Sparse memory accesses, which are scattered accesses to single elements of a large data structure, are a challenge for current processor architectures. Their lack of spatial and temporal locality and their irregularity makes caches and traditional stream prefetchers useless. Furthermore, performing standard caching and prefetching on sparse accesses wastes precious memory bandwidth and thrashes caches, deteriorating performance for regular accesses. Bypassing prefetchers and caches for sparse accesses, and fetching only a single element (e.g., 8 B) from main memory (subline access), can solve these issues.

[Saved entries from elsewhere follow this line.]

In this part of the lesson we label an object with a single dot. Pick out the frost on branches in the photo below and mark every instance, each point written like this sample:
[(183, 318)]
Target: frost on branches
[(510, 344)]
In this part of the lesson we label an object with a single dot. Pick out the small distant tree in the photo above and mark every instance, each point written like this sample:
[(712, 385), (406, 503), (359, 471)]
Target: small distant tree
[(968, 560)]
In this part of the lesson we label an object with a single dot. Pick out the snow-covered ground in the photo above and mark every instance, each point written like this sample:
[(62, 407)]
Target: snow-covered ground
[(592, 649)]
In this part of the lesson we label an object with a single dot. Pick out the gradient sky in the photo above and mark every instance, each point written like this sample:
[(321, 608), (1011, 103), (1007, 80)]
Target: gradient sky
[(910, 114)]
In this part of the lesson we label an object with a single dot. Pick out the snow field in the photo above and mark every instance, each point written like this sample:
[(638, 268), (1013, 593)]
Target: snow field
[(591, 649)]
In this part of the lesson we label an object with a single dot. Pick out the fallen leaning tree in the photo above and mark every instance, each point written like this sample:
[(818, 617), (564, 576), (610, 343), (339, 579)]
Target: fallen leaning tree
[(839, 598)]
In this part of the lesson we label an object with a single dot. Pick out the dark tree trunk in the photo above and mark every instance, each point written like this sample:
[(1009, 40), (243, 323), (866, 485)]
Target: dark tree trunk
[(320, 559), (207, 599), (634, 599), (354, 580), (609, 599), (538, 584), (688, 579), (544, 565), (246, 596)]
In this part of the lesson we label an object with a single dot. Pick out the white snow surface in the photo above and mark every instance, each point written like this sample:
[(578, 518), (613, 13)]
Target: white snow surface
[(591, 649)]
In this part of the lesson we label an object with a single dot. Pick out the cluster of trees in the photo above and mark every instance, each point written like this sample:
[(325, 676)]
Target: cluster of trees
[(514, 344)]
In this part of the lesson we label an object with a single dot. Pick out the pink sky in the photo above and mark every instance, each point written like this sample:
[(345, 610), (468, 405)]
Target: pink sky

Deciding which accesses to handle as sparse accesses and which as regular cached accesses, is a challenging task, with a large potential impact on performance. Not only is performance reduced by treating sparse accesses as regular accesses, not caching accesses that do have locality also negatively impacts performance by significantly increasing their latency and bandwidth consumption. Furthermore, this decision depends on the dynamic environment, such as input set characteristics and system load, making a static decision by the programmer or compiler suboptimal.
We propose the
Instruction Spatial Locality Estimator
(
ISLE
), a hardware detector that finds instructions that access isolated words in a sea of unused data. These sparse accesses are dynamically converted into uncached subline accesses, while keeping regular accesses cached. ISLE does not require modifying source code or binaries, and adapts automatically to a changing environment (input data, available bandwidth, etc.). We apply ISLE to a graph analytics processor running sparse graph workloads, and show that ISLE outperforms the performance of no subline accesses, manual sublining, and prior work on detecting sparse accesses.